Diana Hamono, Executive Director
Knowledge management is concerned with using to best advantage the knowledge and experiences that have been gained across an organisation.
Three elements appear in a wealth of literature – data, information and knowledge – and a good understanding of these is the key to grasping the issues faced by many internal auditing organisations.
Data is a series of discrete events, observations, measurements, or facts in the form of numbers, words, sounds, and/or images.
In the internal audit arena, data can take many forms and can be unstructured or structured. An example of data used in internal auditing is a spreadsheet that contains accounts payable amounts, dates and vendors, purchase order numbers and so on.
Information is the organised data that has been arranged for better comprehension or understanding – it has been endowed with relevance and purpose.
An example of information used for an internal audit is a transcription of interview notes taken by an auditor after interviewing an auditee to extract pertinent information.
One person’s information can become another person’s data.
The knowledge that is used and generated by internal auditors can be thought of as a collection of specific data, specific and broad information sets, the skills attained, and experience in similar audit situations.

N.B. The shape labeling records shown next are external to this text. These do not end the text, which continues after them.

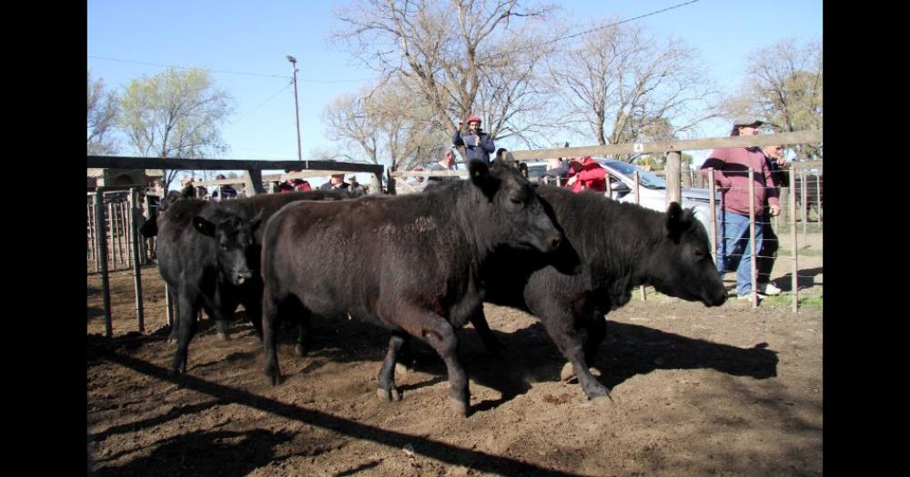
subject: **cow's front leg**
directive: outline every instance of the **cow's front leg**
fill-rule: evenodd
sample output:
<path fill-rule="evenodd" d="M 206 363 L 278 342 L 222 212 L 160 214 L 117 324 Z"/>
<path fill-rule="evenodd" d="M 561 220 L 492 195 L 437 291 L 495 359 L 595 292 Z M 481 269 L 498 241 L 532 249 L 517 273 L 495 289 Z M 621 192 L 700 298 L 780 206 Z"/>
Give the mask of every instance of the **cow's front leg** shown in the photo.
<path fill-rule="evenodd" d="M 177 330 L 177 351 L 174 353 L 174 364 L 171 372 L 175 374 L 182 374 L 187 372 L 187 354 L 189 348 L 189 342 L 196 334 L 196 297 L 188 291 L 181 290 L 177 294 L 178 311 L 180 314 L 176 318 L 179 321 Z"/>
<path fill-rule="evenodd" d="M 552 310 L 548 314 L 538 316 L 560 352 L 571 363 L 572 371 L 588 398 L 609 398 L 610 388 L 597 381 L 588 369 L 582 338 L 574 327 L 575 317 L 568 310 Z"/>
<path fill-rule="evenodd" d="M 395 331 L 389 339 L 389 352 L 386 353 L 385 361 L 382 362 L 382 368 L 379 369 L 379 387 L 376 390 L 376 394 L 383 401 L 401 401 L 401 393 L 395 387 L 395 363 L 401 345 L 405 344 L 409 338 L 406 333 Z"/>

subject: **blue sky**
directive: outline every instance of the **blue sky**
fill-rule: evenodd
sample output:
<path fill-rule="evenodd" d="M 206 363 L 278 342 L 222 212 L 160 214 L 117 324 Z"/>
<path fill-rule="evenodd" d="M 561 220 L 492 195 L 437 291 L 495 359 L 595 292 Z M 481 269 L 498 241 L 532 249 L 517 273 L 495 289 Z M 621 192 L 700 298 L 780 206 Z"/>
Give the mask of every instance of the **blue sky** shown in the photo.
<path fill-rule="evenodd" d="M 581 22 L 631 18 L 684 1 L 566 0 L 559 5 L 565 16 Z M 294 89 L 289 86 L 291 65 L 285 55 L 298 60 L 305 156 L 314 148 L 332 145 L 319 120 L 325 105 L 375 76 L 328 40 L 329 31 L 339 25 L 335 8 L 348 4 L 88 0 L 87 66 L 94 78 L 104 79 L 109 87 L 159 73 L 165 69 L 161 65 L 262 75 L 214 74 L 237 102 L 237 113 L 223 130 L 231 147 L 226 155 L 292 160 L 297 158 Z M 696 48 L 706 65 L 704 74 L 722 88 L 733 90 L 743 81 L 746 56 L 755 48 L 787 36 L 804 41 L 821 37 L 822 2 L 699 0 L 635 23 L 658 37 L 672 35 Z M 728 132 L 726 122 L 716 122 L 706 124 L 703 135 L 723 136 Z M 497 146 L 519 148 L 509 144 Z M 697 162 L 705 153 L 695 154 Z"/>

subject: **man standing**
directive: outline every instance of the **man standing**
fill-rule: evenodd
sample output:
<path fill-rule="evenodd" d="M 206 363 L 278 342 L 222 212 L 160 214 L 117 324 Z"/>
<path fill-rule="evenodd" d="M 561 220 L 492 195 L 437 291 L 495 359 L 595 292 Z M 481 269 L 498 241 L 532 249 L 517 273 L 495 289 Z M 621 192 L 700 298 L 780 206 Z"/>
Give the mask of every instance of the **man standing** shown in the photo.
<path fill-rule="evenodd" d="M 768 169 L 771 171 L 771 178 L 774 181 L 774 192 L 780 196 L 780 188 L 787 187 L 790 184 L 790 178 L 786 174 L 787 161 L 782 154 L 783 148 L 779 145 L 766 145 L 763 150 L 768 162 Z M 767 206 L 768 201 L 765 199 L 764 204 Z M 758 293 L 776 295 L 781 293 L 781 289 L 771 283 L 771 270 L 774 267 L 774 259 L 777 258 L 777 234 L 771 226 L 771 214 L 767 211 L 762 214 L 761 220 L 762 248 L 755 255 L 755 269 L 758 275 L 755 282 L 758 283 Z"/>
<path fill-rule="evenodd" d="M 730 135 L 753 135 L 764 122 L 754 118 L 733 121 Z M 752 293 L 752 251 L 749 243 L 749 207 L 754 206 L 755 217 L 764 212 L 765 198 L 771 215 L 781 212 L 777 192 L 771 178 L 768 162 L 760 147 L 714 149 L 702 164 L 699 173 L 708 175 L 714 169 L 714 182 L 721 191 L 718 214 L 720 234 L 717 241 L 717 272 L 723 276 L 739 260 L 736 270 L 736 295 L 749 299 Z M 749 168 L 753 173 L 753 194 L 749 194 Z M 755 227 L 755 250 L 762 248 L 762 227 Z M 741 253 L 737 253 L 742 250 Z"/>
<path fill-rule="evenodd" d="M 319 186 L 319 190 L 321 190 L 321 191 L 330 191 L 332 189 L 345 189 L 345 190 L 347 190 L 348 187 L 349 187 L 349 184 L 346 183 L 346 182 L 344 182 L 344 174 L 333 174 L 332 176 L 331 176 L 331 178 L 329 179 L 329 182 L 327 182 L 326 184 L 323 184 L 322 185 Z"/>
<path fill-rule="evenodd" d="M 472 159 L 490 164 L 490 154 L 496 150 L 493 138 L 480 129 L 480 116 L 471 114 L 468 118 L 468 132 L 461 134 L 464 123 L 458 122 L 458 130 L 452 135 L 452 145 L 463 145 L 465 149 L 465 163 Z"/>

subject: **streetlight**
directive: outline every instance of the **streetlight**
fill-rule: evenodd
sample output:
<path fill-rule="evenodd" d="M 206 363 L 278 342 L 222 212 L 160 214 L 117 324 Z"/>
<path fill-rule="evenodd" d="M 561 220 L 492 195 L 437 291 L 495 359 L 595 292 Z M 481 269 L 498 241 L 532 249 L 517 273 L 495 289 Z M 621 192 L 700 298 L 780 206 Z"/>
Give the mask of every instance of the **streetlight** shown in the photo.
<path fill-rule="evenodd" d="M 297 105 L 297 58 L 290 55 L 285 57 L 288 58 L 291 67 L 294 68 L 294 115 L 297 116 L 297 160 L 302 161 L 303 156 L 300 154 L 300 112 Z"/>

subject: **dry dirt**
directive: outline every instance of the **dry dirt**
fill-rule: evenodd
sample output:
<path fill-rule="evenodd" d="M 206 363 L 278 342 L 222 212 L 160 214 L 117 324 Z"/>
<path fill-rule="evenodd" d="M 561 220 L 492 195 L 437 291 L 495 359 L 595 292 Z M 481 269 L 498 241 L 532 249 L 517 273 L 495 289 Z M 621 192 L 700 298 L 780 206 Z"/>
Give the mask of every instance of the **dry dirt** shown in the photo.
<path fill-rule="evenodd" d="M 801 258 L 804 295 L 821 295 L 821 263 Z M 773 274 L 785 290 L 790 266 L 779 260 Z M 187 373 L 172 377 L 163 283 L 155 267 L 143 281 L 147 334 L 135 333 L 130 273 L 118 272 L 108 342 L 100 281 L 87 280 L 88 452 L 98 475 L 822 473 L 819 306 L 706 308 L 636 293 L 607 317 L 594 365 L 613 401 L 602 404 L 560 381 L 563 360 L 532 316 L 488 304 L 509 352 L 490 355 L 472 329 L 460 332 L 472 393 L 465 418 L 447 403 L 445 366 L 418 343 L 415 370 L 397 377 L 404 399 L 379 402 L 388 334 L 356 320 L 315 320 L 303 358 L 286 330 L 286 381 L 272 387 L 242 312 L 228 342 L 204 318 Z"/>

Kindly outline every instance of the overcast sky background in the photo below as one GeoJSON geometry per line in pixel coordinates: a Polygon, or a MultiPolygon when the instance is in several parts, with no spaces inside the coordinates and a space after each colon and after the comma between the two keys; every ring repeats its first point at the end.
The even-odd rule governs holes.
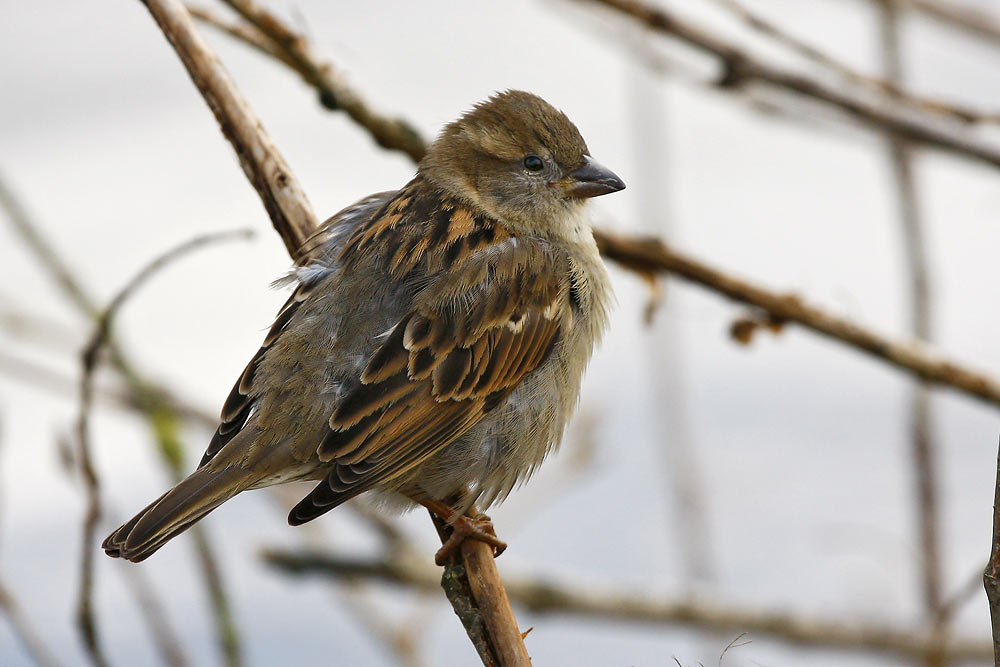
{"type": "MultiPolygon", "coordinates": [[[[622,231],[668,225],[669,240],[686,251],[879,331],[905,333],[903,262],[881,138],[846,125],[790,124],[729,95],[650,74],[616,44],[635,38],[634,31],[588,18],[575,4],[267,4],[295,17],[316,52],[344,68],[374,106],[405,114],[427,136],[495,90],[542,95],[567,112],[593,155],[630,186],[595,202],[602,224],[622,231]],[[649,110],[662,122],[656,131],[637,130],[649,110]],[[662,169],[653,172],[650,160],[662,169]],[[650,201],[660,203],[655,220],[650,201]]],[[[742,35],[706,3],[672,6],[742,35]]],[[[873,71],[877,30],[868,3],[753,6],[873,71]]],[[[173,264],[119,320],[120,338],[146,372],[216,411],[285,298],[268,285],[289,260],[256,194],[141,3],[8,0],[2,16],[0,173],[102,301],[151,258],[196,234],[256,230],[252,242],[212,247],[173,264]]],[[[1000,49],[921,20],[905,27],[915,89],[1000,108],[1000,49]]],[[[407,159],[322,110],[282,66],[221,35],[209,39],[319,216],[409,179],[407,159]]],[[[781,58],[773,49],[765,53],[781,58]]],[[[994,376],[1000,376],[997,176],[931,152],[918,160],[937,343],[994,376]]],[[[618,270],[613,276],[619,304],[585,385],[587,428],[571,427],[560,455],[492,512],[511,545],[501,572],[915,627],[907,379],[794,327],[778,337],[760,335],[749,348],[736,346],[726,332],[742,311],[675,281],[666,284],[662,314],[673,322],[678,347],[664,362],[651,353],[661,343],[657,332],[642,325],[644,284],[618,270]],[[664,469],[670,458],[657,435],[666,399],[651,389],[664,377],[676,379],[671,386],[683,392],[676,400],[698,458],[709,581],[685,574],[673,521],[664,469]],[[582,437],[584,431],[589,435],[582,437]],[[591,457],[573,467],[585,440],[593,443],[591,457]]],[[[2,343],[9,354],[76,376],[86,323],[7,225],[0,225],[0,307],[74,332],[71,340],[57,340],[55,351],[9,332],[2,343]]],[[[84,660],[71,622],[82,494],[61,470],[55,445],[71,428],[73,391],[55,395],[0,374],[0,576],[67,664],[84,660]]],[[[934,407],[950,592],[988,552],[1000,420],[995,408],[948,391],[935,393],[934,407]]],[[[137,417],[102,407],[93,433],[113,517],[108,523],[117,525],[167,487],[166,475],[137,417]]],[[[193,465],[210,434],[191,428],[185,436],[193,465]]],[[[267,493],[244,494],[205,522],[225,565],[248,663],[393,664],[335,589],[284,579],[258,562],[263,545],[321,540],[348,553],[372,548],[347,511],[310,528],[289,528],[291,498],[281,504],[267,493]]],[[[430,558],[435,547],[426,517],[415,513],[404,525],[430,558]]],[[[119,572],[127,567],[135,566],[99,558],[97,609],[113,661],[150,664],[153,651],[119,572]]],[[[161,591],[192,660],[211,664],[211,622],[190,538],[139,567],[161,591]]],[[[378,595],[394,614],[413,613],[408,596],[378,595]]],[[[472,664],[450,608],[431,600],[424,635],[429,664],[472,664]]],[[[519,616],[523,626],[535,627],[528,646],[537,665],[665,665],[673,656],[684,665],[713,665],[735,637],[519,616]]],[[[987,638],[984,596],[964,608],[956,631],[987,638]]],[[[730,651],[725,664],[902,664],[751,639],[730,651]]],[[[4,623],[0,664],[30,664],[4,623]]]]}

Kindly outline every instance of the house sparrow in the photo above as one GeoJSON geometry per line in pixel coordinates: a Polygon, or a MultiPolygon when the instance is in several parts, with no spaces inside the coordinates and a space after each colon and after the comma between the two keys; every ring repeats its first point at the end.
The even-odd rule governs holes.
{"type": "Polygon", "coordinates": [[[406,186],[306,242],[198,469],[104,550],[144,560],[237,493],[292,480],[321,480],[292,525],[372,491],[502,549],[473,508],[559,444],[611,299],[585,204],[624,187],[530,93],[446,126],[406,186]]]}

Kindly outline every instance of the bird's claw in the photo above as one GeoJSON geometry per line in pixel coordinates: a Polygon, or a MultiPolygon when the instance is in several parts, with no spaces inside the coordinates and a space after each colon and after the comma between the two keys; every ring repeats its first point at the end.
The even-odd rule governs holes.
{"type": "Polygon", "coordinates": [[[497,537],[493,521],[485,514],[476,517],[460,516],[452,524],[452,533],[434,554],[434,562],[444,565],[451,554],[462,545],[467,538],[479,540],[493,547],[493,557],[496,558],[507,548],[507,543],[497,537]]]}

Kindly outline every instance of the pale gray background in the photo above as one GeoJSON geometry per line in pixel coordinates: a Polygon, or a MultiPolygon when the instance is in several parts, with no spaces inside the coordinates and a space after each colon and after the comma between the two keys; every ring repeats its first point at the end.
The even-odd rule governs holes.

Being able to effectively manage not only the knowledge of individuals, but also the collective knowledge in the organisation, is crucial to the efficient and effective delivery of outcomes.
It should be noted though, that internal auditing is not a one person job.
Internal auditing requires collaboration and the integration of information and knowledge both from within the auditing organisation and from the auditee’s sources to enable a valuable outcome for all involved.